Con Horacio Vargas, pasamos el fin de semana por Radio Clásica Rosario viejos discos del Gato, discos de 33 rpm, y nos preguntábamos si la sonoridad del Gato habría perdido algo con el paso de los años.

Nada de eso. Y además la sección rítmica que lo acompañó estuvo a la altura del maestro. Hubo solos inolvidables, hubo momentos que quedarán grabados en la memoria sin que nada pueda borrarlos, como "Remembranzas" o "Las hojas muertas", "El arriero" o "El día que me quieras", además de una versión latina de "Ultimo tango en París".

Como Joe Henderson o Sonny Rollins, los años parecen haberle dado al Gato otra vida además de las siete que ya se sabe van viviendo los gatos. El es de los que no ha temido irlas gastando, en lo que fuera. Tal vez porque sabe que aunque los gatos también mueren, o se cree que mueren, en realidad no es así: sólo se esfuman, se van borrando lentamente como aquel gato de Lewis Caroll.

Decíamos que no se sabe con exactitud su edad. Pudo nacer en el '32, o en el '33, o quizá, como dice un diccionario del free jazz, en 1935. Cuando en su interpretación singular de "Las hojas Muertas" caminaba el escenario de extremo a extremo, lentamente, buscando esa nota lo mismo que un felino busca su presa, uno se convence que estos bichos tan queribles no tienen edad.

En el lugar de la escalinata donde estábamos sentados, cerca de una niña que siguió con su cuerpo todo lo que escuchó, un señor de gorra y bigotes, nos dijo: "Vio.
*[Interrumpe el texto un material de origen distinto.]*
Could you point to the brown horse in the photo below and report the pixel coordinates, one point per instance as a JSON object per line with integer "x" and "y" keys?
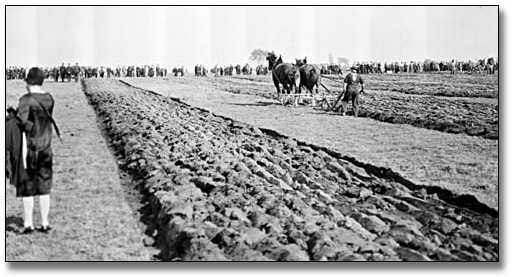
{"x": 283, "y": 73}
{"x": 309, "y": 75}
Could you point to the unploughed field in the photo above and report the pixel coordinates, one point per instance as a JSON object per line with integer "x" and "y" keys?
{"x": 221, "y": 189}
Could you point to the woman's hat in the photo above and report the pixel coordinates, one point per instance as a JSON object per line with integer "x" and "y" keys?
{"x": 36, "y": 76}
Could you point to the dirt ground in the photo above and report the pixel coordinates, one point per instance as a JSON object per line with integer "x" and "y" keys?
{"x": 458, "y": 162}
{"x": 226, "y": 190}
{"x": 324, "y": 192}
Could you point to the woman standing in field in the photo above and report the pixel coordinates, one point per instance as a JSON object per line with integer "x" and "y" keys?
{"x": 35, "y": 115}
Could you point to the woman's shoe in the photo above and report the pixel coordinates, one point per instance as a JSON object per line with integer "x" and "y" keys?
{"x": 28, "y": 230}
{"x": 45, "y": 229}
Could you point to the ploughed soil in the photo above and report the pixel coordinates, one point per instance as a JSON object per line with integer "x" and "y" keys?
{"x": 220, "y": 189}
{"x": 460, "y": 163}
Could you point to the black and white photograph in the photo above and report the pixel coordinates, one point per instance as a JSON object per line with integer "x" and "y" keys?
{"x": 253, "y": 133}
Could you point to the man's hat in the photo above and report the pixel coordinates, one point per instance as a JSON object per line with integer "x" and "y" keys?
{"x": 35, "y": 76}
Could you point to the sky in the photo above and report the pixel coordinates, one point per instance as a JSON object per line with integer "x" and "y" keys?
{"x": 176, "y": 36}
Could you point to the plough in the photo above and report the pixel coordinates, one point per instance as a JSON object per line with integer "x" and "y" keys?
{"x": 323, "y": 100}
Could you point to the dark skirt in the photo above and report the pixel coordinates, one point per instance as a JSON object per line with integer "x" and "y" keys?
{"x": 39, "y": 174}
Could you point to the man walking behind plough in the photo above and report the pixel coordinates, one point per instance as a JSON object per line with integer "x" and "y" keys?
{"x": 353, "y": 86}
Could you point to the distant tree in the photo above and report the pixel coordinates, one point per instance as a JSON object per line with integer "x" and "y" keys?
{"x": 330, "y": 58}
{"x": 258, "y": 55}
{"x": 344, "y": 62}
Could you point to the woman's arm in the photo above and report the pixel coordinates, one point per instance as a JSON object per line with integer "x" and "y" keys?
{"x": 23, "y": 114}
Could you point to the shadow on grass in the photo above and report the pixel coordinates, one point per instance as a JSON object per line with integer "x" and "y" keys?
{"x": 13, "y": 224}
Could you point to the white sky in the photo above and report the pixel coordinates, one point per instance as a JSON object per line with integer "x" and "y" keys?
{"x": 174, "y": 36}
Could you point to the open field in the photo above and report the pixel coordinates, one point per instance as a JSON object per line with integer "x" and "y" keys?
{"x": 227, "y": 190}
{"x": 437, "y": 84}
{"x": 458, "y": 162}
{"x": 472, "y": 116}
{"x": 216, "y": 169}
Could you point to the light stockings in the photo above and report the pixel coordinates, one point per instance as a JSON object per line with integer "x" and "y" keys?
{"x": 28, "y": 207}
{"x": 44, "y": 205}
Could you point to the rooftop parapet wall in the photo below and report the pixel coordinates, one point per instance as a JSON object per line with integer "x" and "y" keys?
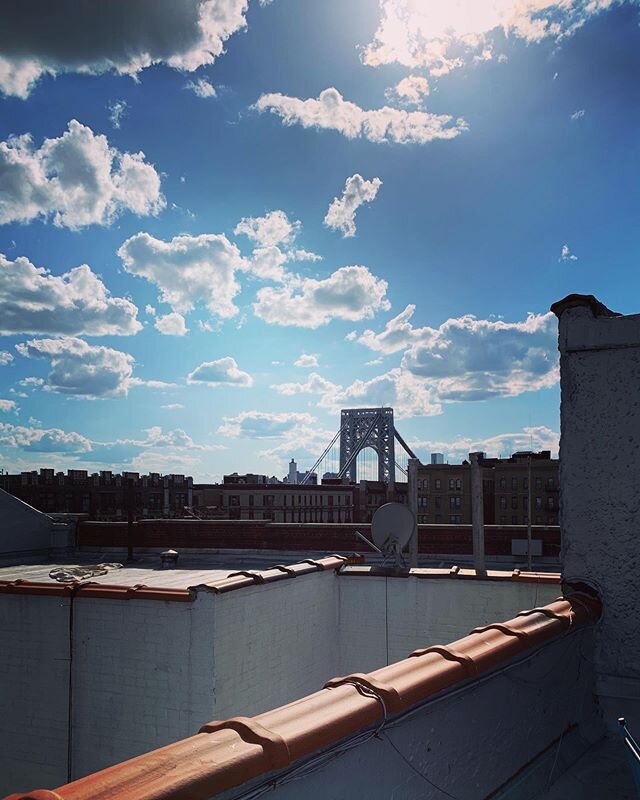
{"x": 24, "y": 529}
{"x": 600, "y": 481}
{"x": 459, "y": 755}
{"x": 150, "y": 664}
{"x": 262, "y": 535}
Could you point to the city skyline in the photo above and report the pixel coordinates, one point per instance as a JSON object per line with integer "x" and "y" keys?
{"x": 214, "y": 240}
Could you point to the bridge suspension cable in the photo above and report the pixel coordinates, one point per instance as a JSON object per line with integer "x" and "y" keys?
{"x": 307, "y": 476}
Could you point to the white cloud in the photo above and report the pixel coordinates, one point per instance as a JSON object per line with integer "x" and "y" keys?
{"x": 410, "y": 90}
{"x": 341, "y": 214}
{"x": 32, "y": 300}
{"x": 263, "y": 424}
{"x": 441, "y": 36}
{"x": 397, "y": 388}
{"x": 171, "y": 325}
{"x": 273, "y": 229}
{"x": 500, "y": 445}
{"x": 78, "y": 368}
{"x": 221, "y": 371}
{"x": 566, "y": 254}
{"x": 397, "y": 335}
{"x": 117, "y": 110}
{"x": 349, "y": 293}
{"x": 303, "y": 255}
{"x": 42, "y": 440}
{"x": 201, "y": 88}
{"x": 303, "y": 442}
{"x": 174, "y": 448}
{"x": 188, "y": 270}
{"x": 474, "y": 359}
{"x": 267, "y": 263}
{"x": 75, "y": 180}
{"x": 315, "y": 384}
{"x": 121, "y": 38}
{"x": 306, "y": 360}
{"x": 332, "y": 112}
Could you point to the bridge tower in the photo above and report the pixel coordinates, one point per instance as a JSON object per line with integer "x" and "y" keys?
{"x": 367, "y": 427}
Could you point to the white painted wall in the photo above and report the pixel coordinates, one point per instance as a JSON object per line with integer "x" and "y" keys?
{"x": 471, "y": 743}
{"x": 34, "y": 684}
{"x": 274, "y": 643}
{"x": 143, "y": 676}
{"x": 600, "y": 487}
{"x": 22, "y": 527}
{"x": 146, "y": 673}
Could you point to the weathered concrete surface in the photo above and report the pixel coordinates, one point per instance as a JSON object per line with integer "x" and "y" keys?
{"x": 470, "y": 744}
{"x": 600, "y": 486}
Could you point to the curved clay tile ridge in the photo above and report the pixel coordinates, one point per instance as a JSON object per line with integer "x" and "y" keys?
{"x": 224, "y": 754}
{"x": 235, "y": 580}
{"x": 458, "y": 572}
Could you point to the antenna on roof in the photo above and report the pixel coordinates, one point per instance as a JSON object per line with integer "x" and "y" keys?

No sólo mantiene el sonido intacto. Está mejor que nunca". Y es así, digan lo que digan aquellos que no saben escuchar o escuchan la música sin ningún amor. Y para escucharla usan un único sentido, el de la inteligencia. Y ese no basta.

(Dejemos para este paréntesis algunos reparos. Hubo fallas en el sonido. En un momento el pianista se levantó y dejó de tocar hasta que arreglaron los problemas técnicos que tenía con el parlante monitor. Lo mismo pasó con el bajista y con el percusionista).

Otra cosa. En la vieja revista Patoruzú los comentarios de cine tenían una viñeta, un perrito simpatiquísimo que aparecía aburrido, alegre, muy feliz, tapándose los ojos con las manitos, etcétera. Si yo supiera dibujar, bosquejaría la figura de aquel perrito brincando de alegría, como ante un hueso rítmico y muy sabroso.